Aşılması imkansız bir farkın varlığını herkes hissedebilirdi bugün.
Eh… Kiriyama henüz vazgeçmediyse,eninde sonunda harekete geçecektir?
“Eh, neyse.”
Bugün daha fazla kafamı yormak istemiyorum.
Doğruca yurda geçip kalan günün keyfini çıkartacağım.
Telefonumu çıkarıp saati kontrol ettim.
[Özel bir planın yoksa… Odana gelip takılabilir miyim?]
Öğrenci konseyindeki sohbete kulak kabartırken, Kei’nin bir mesaj gönderdiğini fark etmemişim.
30 dakika geçmiş. Yeni bir mesaj atıp planını değiştirmediğine göre, hala cevabımı bekliyor olabilir.
Özel bir işim olmadığından, geç de olsa ona cevap verdim. Sevgili olsak da, hala gizli tutuyoruz.
Bu yüzden, fark edilmeden birlikte vakit geçirebileceğimiz çok sınırlı yerler vardı.
Ve yurt bile güvenli bir yer değil. Aksine, bir kez görülmemiz bile, bomba etkisi yaratabilir. Ama iş o raddeye gelirse, net bir çözüm buluruz.
“Odama hala gelmek istiyor musun?”
Ona cevap verir vermez, okundu yazısı belirdi.
Telefonuyla mı oynuyordu, tesadüf müydü yoksa başından beri cevabımı mı bekliyordu?
[Gelirim!]
Kei’den kısa bir cevap geldi.
[Şimdi gelsem olur mu!?]
Mesajlar peş peşe geldi. Şimdi yurda döneceğimi, 20 dakika sonra istediği zaman gelebileceğini söyledim.
Sonra, her zamanki önlemleri alarak odama gelebilir.
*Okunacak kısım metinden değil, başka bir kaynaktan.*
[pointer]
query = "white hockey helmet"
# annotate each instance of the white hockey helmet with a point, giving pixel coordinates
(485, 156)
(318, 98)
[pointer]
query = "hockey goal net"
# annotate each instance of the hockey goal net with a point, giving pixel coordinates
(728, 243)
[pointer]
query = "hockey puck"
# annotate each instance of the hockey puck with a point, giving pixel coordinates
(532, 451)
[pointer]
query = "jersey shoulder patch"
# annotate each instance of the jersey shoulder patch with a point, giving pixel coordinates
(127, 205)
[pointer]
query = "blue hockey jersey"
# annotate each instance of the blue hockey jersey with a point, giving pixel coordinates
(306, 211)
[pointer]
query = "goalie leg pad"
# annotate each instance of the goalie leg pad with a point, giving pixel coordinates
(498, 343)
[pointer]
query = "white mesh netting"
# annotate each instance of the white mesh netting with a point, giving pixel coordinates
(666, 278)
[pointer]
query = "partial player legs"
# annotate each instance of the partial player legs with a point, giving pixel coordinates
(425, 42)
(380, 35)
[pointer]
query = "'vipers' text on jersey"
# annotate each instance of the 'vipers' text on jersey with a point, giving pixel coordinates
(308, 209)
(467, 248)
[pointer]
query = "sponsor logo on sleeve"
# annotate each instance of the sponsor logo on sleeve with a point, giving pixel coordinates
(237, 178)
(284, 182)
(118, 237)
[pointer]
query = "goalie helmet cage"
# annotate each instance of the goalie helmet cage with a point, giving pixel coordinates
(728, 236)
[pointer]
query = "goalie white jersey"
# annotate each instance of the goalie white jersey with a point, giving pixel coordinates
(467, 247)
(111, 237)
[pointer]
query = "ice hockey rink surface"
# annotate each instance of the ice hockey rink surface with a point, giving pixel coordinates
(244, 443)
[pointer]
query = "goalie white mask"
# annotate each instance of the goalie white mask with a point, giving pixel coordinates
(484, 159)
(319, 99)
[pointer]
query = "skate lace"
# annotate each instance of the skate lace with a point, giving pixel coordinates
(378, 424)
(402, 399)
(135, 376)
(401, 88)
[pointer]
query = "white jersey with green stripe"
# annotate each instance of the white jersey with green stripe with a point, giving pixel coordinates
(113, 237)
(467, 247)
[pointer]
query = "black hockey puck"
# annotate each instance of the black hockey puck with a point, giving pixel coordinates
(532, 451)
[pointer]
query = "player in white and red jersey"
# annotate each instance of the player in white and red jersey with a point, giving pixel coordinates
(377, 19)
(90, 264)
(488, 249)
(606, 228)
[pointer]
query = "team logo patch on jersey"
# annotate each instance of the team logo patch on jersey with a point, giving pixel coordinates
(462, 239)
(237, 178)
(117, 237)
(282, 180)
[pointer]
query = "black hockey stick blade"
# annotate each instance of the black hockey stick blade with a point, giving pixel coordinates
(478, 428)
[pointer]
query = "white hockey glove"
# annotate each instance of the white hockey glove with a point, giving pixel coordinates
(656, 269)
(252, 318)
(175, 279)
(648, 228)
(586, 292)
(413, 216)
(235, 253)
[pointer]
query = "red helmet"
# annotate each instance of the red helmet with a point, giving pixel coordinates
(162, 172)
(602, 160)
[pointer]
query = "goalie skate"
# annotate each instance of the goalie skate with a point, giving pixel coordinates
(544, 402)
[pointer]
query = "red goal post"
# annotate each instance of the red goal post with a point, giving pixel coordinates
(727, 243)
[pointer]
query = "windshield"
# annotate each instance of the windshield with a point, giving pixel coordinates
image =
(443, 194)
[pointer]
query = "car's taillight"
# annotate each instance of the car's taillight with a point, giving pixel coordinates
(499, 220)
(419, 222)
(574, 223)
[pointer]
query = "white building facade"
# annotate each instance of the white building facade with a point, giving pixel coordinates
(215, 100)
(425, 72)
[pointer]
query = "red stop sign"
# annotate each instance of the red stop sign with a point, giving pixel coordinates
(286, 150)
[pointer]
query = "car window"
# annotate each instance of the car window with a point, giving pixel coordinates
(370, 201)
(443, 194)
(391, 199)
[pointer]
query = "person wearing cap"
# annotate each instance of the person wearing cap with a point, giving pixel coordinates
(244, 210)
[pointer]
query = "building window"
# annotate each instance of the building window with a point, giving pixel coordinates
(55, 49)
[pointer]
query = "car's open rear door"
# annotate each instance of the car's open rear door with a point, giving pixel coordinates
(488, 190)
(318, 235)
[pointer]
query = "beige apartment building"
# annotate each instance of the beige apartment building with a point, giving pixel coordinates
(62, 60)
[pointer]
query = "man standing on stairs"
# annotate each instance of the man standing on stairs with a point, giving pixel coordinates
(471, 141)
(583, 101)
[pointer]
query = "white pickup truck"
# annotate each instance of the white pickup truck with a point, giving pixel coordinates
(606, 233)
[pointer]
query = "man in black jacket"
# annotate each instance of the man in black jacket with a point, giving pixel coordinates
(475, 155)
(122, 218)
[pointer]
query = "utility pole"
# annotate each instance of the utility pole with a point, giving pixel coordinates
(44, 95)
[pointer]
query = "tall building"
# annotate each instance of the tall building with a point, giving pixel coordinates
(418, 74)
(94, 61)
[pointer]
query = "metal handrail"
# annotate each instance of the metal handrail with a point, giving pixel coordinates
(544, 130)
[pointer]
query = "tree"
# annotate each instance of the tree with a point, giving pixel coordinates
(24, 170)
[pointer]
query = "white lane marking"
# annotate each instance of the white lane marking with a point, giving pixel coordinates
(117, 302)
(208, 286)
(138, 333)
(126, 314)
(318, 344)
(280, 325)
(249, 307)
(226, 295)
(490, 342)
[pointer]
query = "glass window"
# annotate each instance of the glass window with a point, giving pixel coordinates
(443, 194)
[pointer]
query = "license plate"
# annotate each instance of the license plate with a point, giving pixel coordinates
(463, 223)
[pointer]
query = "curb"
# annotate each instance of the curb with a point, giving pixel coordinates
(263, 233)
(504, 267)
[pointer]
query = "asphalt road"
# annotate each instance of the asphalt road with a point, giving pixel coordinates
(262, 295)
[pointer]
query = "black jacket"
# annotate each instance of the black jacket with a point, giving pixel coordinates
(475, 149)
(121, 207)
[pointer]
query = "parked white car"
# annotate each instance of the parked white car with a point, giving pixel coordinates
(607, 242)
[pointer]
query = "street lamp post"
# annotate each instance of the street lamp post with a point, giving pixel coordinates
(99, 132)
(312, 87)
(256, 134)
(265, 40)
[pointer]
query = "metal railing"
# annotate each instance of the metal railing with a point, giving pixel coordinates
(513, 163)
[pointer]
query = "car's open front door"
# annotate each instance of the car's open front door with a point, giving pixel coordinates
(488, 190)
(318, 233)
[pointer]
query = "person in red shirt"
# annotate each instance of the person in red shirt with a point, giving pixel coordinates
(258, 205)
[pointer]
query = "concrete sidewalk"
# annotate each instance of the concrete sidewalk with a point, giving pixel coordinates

Aynı katta başka biri varsa, Kei az da olsa idare edebilir.
Yurda dönmem 10 dakikamı aldı. Kapıyı açık tutup kalan zamanı odamı toparlamak için kullandım. Sonra kapıdan üç kez tık sesi geldi.
Kei ile gizli görüşmelerimiz için birkaç sinyal belirlemiştik. Daha çok zili çalmasını içeren sinyaller vardı. Acil durumlarda ise üç kez tıklatmasını istedim. Öğrenci trafiğinin çok olduğu bir yurtta, bazen kapıyı açıp kapatamadığımız durumlar oluyor.
Ve son derece acil ve tehlikeli bir durumda, sinyal vermeden içeri girebilir.
“Geliyorum!”
Kei panikle kapıdan girerken seslendi.
Sonra kapıyı sertçe kapatıp sakinleşmek için nefes aldı.
“Asansörün 4. katta durduğunu görünce ödüm koptu!!”
Panikle kalp ritmi hızlanmış olacak ki Kei, elini göğsüne bastırdı. Koridordan geçmek oldukça zor olduğundan, Kei’nin paniklemesine şaşmamalı.
“Sonsuza kadar saklayamayız, farkındasın değil mi?”
“Farkındayım..”
Kei’nin ayakkabılarını, ayakkabı dolabına koydum.
Sonra, her ihtimale karşı kapıyı kilitledim ve U şeklindeki kilidi çektim.
Biri ziyarete gelirse kapıdan içeri girmesine izin vermeden geri gönderebilirim.
Bu kadar erken u şeklinde kilit kullanmak garip olsa da Amasawa’nın emsal teşkil etmesinden dolayı böyle bir önlem alıyorum.
Yanlışlıkla birinin odaya girmesine izin verip içeride Kei ile yalnız olduğumu göstermektense, iyi bir önlem.
Acil bir durumda da ben dışarı çıkarım.
Odamın dağınık olduğunu bahane edip dışarıda bekletirken, hazırlanır çıkarım. Ben dışarı çıkıp gözden kaybolduktan sonra, Kei de sessizce odamdan sıvışabilir.
“Ohh… Rahatladım.”
Yatakta oturan Kei, göğsünü hafifçe okşadı.
“Güzel.”
Yurt, akşam okuldan yurda dönenlerle doludur.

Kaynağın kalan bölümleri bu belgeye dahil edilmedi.